Tuesday, November 03, 2009

Our Corrupt Allies


Pat Buchanan is upset that the media is paying so much attention to the corruption and ineptitude of Hamad Karzai. He argues that when we're involved in military action in a state or region, and depict a leader as corrupt, it means we're about to abandon our support for him.
When Chiang Kai-shek, who fought the Japanese for four years before Pearl Harbor, began losing to Mao’s Communists, we did not blame ourselves for being a faithless ally, we blamed him. He was incompetent; he was corrupt.

We did not lose China. He did.
Let's take a look at that allegation:
Mao Zedong’s communists eventually came to power in 1949. A year earlier, in June 1948, Chiang wrote in his diary that the Kuomintang had failed, not because of external enemies but because of disintegration and rot from within.
You see, sometimes when a foreign leader or his administration is depicted as corrupt and incompetent, the depiction is accurate.

Buchanan similarly complains that South Vietnam's President Diem was depicted as "a dictator... who had lost touch with his people", something he fails to demonstrate is in any way false. He similarly whines that Cambodia's Lon Nol "got the same treatment", again failing to demonstrate that the treatment was undeserved.

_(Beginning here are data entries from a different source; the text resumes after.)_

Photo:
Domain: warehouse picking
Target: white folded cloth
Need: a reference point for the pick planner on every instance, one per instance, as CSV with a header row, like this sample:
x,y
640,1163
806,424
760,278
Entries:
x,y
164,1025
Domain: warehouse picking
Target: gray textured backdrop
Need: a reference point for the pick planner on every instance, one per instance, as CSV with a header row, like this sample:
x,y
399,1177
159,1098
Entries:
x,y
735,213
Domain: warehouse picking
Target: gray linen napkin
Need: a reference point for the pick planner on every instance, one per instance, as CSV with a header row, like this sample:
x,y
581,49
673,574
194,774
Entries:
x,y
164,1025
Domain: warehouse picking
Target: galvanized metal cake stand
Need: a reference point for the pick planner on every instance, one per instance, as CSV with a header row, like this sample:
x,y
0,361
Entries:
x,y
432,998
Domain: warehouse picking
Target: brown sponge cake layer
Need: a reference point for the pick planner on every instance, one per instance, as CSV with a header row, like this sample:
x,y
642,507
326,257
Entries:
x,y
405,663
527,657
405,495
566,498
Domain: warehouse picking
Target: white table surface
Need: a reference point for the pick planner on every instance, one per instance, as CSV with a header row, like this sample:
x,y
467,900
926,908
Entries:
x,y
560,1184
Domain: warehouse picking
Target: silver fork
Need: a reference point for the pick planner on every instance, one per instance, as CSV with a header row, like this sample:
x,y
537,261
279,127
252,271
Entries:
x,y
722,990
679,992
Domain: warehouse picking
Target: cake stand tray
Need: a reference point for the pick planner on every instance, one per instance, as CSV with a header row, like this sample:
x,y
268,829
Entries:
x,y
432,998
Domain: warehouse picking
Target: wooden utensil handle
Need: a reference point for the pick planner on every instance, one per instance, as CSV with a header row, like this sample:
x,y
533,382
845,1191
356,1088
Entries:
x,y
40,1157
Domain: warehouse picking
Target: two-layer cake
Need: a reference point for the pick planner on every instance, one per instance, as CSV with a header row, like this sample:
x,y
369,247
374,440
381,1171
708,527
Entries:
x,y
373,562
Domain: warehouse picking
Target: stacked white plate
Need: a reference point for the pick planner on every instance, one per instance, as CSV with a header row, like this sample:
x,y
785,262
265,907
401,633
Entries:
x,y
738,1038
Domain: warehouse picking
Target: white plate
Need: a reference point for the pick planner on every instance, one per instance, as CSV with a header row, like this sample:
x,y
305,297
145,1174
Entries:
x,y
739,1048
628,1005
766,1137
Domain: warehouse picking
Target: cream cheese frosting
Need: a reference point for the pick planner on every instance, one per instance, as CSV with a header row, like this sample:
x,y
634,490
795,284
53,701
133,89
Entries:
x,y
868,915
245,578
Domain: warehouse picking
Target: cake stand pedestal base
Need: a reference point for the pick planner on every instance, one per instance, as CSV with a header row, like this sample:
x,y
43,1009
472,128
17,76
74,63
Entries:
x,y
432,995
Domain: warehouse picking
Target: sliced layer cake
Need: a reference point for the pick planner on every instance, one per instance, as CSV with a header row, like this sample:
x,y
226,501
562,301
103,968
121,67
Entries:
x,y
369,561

For some reason, he neglects to mention such illustrious leaders once supported by the United States, including the Shah of Iran, Manuel Noriega... the laundry list of thugs and despots the U.S. has at times supported in South and Central America.... Should we include Saddam Hussein?

Yes, when it's convenient we have historically dropped support for such "allies", and it's no coincidence that the public narrative goes from their being "important allies to the U.S." to "corrupt and incompetent, an impediment to our goals in the region", but the convenient timing of the admission of corruption doesn't make it any less true. It instead highlights how we care more about advancing our interests in a given region than we do about whether that region enjoys honest, scrupulous governance. Buchanan was an assistant to Richard Nixon - yet he claims to know nothing of realpolitik?

Buchanan's memory cannot be so short that he has forgotten his time in the Reagan Administration. Perhaps he remembers a guy named Pol Pot - an incompetent, genocidal leader responsible for the deaths of probably millions of Cambodians. What did Ronald Reagan do after Vietnam toppled Pot's regime?
Rollback was the American end of the proxy war fought between the two superpowers for power and influence in the developing world. The basis was childishly simple: my enemy's enemy is my friend.

To that end the Reagan administration insisted on recognising the deposed Khmer Rouge government in exile at the UN, mostly because it was the pro-Soviet Vietnamese that had done the deposing. This recognition helped maintain a civil war in which many Cambodians were killed and many thousands of landmines were laid.
What defense does Buchanan now offer for Rios Montt, whom Reagan described as "a man of great personal integrity"? Reagan's high praise for Jonas Savimbi? Is it problematic that those leaders are now judged based upon the facts, not upon Reagan's (I would hope knowingly) fabricated songs of praise?

No, fundamentally, Buchanan knows the charges are true. The problem is that the truth is becoming known:
That there are warlords who are war criminals, allied with the Afghan regime and us, that drug-traffickers are abetted by high officials, that Karzai stole the election, no one denies.

That the Pakistani intelligence services are shot through with elements loyal to a Taliban they helped bring to power in Kabul, that there are Pakistani army officers who believe they should be defending their country against India, not fighting America’s war in Waziristan, is also undeniable.

But what does it avail us to insult these people who have cast their lot with us, many of whom will, with famines and friends, pay a far more terrible price than we if we lose these wars.
I'm sorry, but I don't feel any great sympathy for people who "cast their lot with us", enrich themselves, their families and their clans at the expense of their countries and countrymen, undermine U.S. political goals and military efforts, and ultimately lose our support due to true allegations of their greed, corruption and incompetence. I can't feel sorry for somebody who thought that "casting his lot" with the U.S. meant "winning the lottery", and who if deposed will most likely live out his life in a billionaire's exile, supported by the money he has stolen from his (and our) country.

Does Buchanan really believe it's too much to ask of somebody like Karzai to steal a little bit less, or to accept a small risk of losing an election he probably could have won honestly, in order to help us achieve our goals of improving and stabilizing the country he claims to lead? Well, yeah, I guess he does. Because they "trusted us", apparently, to not care if they demolished the foundation of our efforts.